Band camp gets Memorial musicians in rhythm a week earlyMARK HAYWARD
August 27. 2014 9:08PM
By now, some 130 students in the Memorial High School band know the Del Shannon rock ’n’ roll classic “Runaway.”
They know the horn-driving rhythm, the peppy mid-song keyboard solo, and Shannon’s tenor lament that made the song a smash hit in 1961. And as this week drags on, no one would blame them if they took inspiration from the song — and ran away.
Ran away from band camp, that is.
As this idyllic New England summer draws to a close and most Manchester teenagers are enjoying one last week of outdoor pools and daytime television, band students have returned to the school-year rigors of memorization, drill and examination.
“I don’t consider myself in summer anymore,” said Kaitlyn Dispensa, a sophomore flute player. “I’m back to school.”
For seven hours each day this week, Dispensa and her fellow band students have blown or banged instruments while stepping along practice fields near Memorial. It’s a drill repeated by thousands of other music students across the state.
They work in this week’s unusually hot sun. The lucky ones sport bronze tans. The more Irish of them make do with sunblock-protected white skin or sunburns that match Memorial’s Crusader-red school color.
“Band camp is hot, sweaty, sticky. It’s not the most fun, but it’s something you gotta do,” said Jarrod Broussard, a junior who plays euphonium.
Earlier in the week, students concentrated on “Runaway,” the longest of four numbers the band will perform in football halftime shows this fall.
Repetition is the avenue to perfection, so band co-directors Tim Russell and David Brien have the students repeat the routine four times, five times. Sometimes more.
Play the right note.
Take the right step.
Move at the right speed.
Land on the right spot.
Then stand around while Russell or Brien work out the kinks with the flutes or euphoniums.
Then do it all again, until the sound is right, the line is straight and the spacing is uniform.
All the while, Russell and Brien walk the field and bark a mix of commands and encouragement to the students.
“Keep your feet moving.”
“Euphoniums, I see too many shoulders. Trumpets, I see too many shoulders.”
“Keep clean. I like the effort. Fix it in your head.”
“Good, do it again,” as the last syllable in Russell’s voice takes a jump in pitch and volume.
And the more they work on the number, the more the movements fall into sync.

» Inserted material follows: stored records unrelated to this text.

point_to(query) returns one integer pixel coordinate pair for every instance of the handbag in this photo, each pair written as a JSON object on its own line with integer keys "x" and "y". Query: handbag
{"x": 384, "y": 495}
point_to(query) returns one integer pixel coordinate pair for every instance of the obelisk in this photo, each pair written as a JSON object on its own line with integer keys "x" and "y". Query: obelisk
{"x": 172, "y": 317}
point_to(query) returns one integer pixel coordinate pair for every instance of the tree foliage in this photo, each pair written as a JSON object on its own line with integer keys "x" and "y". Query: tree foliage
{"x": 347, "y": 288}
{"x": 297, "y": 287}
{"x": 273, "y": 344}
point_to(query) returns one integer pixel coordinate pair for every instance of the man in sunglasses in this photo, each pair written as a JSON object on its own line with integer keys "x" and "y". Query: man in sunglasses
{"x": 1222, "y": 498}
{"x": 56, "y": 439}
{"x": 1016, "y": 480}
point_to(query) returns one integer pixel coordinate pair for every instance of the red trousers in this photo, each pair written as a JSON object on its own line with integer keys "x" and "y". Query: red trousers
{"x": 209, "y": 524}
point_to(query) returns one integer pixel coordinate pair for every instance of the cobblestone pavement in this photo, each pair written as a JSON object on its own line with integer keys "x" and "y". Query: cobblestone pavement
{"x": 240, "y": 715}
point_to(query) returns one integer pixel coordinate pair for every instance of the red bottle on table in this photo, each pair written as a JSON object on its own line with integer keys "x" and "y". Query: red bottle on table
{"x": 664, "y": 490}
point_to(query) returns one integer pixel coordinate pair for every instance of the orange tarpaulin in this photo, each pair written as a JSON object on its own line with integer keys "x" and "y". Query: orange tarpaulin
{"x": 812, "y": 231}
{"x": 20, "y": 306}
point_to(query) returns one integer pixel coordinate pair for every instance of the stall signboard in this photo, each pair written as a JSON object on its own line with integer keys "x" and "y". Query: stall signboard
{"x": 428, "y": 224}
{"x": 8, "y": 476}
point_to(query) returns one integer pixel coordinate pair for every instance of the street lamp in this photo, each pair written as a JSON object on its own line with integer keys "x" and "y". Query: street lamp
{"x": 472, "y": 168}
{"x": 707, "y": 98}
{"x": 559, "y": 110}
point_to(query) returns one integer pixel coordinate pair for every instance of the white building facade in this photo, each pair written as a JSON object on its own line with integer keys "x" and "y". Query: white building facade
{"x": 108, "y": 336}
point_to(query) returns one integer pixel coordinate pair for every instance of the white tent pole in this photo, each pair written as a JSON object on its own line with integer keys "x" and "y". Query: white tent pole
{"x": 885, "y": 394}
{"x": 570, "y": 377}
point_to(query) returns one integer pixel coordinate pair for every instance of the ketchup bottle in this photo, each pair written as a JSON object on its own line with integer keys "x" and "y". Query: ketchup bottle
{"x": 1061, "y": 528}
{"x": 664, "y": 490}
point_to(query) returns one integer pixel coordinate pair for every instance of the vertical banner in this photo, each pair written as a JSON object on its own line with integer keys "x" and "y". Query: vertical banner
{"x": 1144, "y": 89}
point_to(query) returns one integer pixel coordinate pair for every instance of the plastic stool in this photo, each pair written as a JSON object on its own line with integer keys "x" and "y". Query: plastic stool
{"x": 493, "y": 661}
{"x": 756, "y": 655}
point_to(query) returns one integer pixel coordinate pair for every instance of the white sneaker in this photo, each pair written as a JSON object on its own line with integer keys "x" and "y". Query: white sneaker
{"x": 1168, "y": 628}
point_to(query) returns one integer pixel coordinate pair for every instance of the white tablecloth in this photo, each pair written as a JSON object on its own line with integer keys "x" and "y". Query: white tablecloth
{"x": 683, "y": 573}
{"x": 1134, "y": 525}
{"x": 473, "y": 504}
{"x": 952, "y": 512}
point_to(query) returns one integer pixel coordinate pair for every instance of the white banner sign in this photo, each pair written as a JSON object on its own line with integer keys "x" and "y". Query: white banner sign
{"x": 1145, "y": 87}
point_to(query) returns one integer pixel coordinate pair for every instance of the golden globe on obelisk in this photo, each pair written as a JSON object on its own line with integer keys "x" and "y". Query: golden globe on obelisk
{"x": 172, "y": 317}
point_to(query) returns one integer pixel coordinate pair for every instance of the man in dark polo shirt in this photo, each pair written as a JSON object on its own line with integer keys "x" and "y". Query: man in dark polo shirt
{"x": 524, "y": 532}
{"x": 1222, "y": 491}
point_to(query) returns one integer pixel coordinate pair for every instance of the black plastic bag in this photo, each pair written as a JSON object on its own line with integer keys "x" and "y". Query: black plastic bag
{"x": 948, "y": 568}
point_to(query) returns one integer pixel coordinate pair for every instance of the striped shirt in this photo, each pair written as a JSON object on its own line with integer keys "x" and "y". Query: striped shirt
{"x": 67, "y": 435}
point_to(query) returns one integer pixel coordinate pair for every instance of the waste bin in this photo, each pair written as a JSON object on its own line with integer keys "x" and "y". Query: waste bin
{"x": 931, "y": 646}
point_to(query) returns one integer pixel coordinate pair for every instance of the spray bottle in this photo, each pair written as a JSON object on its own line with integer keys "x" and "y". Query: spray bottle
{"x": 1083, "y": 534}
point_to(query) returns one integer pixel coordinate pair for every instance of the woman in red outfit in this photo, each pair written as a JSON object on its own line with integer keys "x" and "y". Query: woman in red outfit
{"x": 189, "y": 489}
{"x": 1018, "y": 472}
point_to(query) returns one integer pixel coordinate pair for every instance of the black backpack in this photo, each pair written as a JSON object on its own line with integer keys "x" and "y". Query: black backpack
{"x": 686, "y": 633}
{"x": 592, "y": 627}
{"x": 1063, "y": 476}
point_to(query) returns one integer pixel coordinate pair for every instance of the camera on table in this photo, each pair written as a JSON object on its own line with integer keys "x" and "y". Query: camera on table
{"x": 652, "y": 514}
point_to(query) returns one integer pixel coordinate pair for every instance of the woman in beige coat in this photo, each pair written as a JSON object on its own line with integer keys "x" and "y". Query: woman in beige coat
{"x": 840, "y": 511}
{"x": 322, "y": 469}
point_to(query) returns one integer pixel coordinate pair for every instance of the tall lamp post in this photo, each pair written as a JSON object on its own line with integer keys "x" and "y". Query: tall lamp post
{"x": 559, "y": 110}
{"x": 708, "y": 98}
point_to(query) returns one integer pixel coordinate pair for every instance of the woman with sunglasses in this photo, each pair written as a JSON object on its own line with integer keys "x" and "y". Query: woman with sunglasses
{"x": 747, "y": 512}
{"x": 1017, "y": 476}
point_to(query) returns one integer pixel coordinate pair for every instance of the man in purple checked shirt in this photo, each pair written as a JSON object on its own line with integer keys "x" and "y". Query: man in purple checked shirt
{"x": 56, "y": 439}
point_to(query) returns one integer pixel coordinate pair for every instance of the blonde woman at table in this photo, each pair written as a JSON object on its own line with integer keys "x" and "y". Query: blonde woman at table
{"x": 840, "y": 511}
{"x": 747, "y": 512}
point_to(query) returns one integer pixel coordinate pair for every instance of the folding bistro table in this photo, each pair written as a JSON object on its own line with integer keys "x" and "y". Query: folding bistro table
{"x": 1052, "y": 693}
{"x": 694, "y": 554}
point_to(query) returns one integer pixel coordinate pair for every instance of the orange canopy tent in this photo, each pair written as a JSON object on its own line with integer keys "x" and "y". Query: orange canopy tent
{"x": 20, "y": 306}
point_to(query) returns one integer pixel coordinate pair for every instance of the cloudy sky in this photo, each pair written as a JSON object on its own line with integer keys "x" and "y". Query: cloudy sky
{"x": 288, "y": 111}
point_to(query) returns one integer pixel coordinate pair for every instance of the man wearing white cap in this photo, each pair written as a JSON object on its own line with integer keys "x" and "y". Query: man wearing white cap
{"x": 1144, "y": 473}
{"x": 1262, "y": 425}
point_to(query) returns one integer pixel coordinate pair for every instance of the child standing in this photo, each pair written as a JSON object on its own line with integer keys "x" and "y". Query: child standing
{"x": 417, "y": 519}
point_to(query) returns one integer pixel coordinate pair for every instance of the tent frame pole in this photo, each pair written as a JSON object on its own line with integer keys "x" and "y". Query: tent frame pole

“People are a half a football field away,” Broussard said. “All you can worry about is what you’re doing and have trust in what the others are doing.”
The Memorial band is up against a deadline this year. The first football game — a week from tomorrow — is a home game, so the band must be ready for the 8 1/2-minute halftime show, Russell said.
As with any sports team, the performance should improve as the year goes on.
“It’s no different from any class. The goal is to be the best you can be,” Russell said. “We’re just lucky. We get to perform in public.”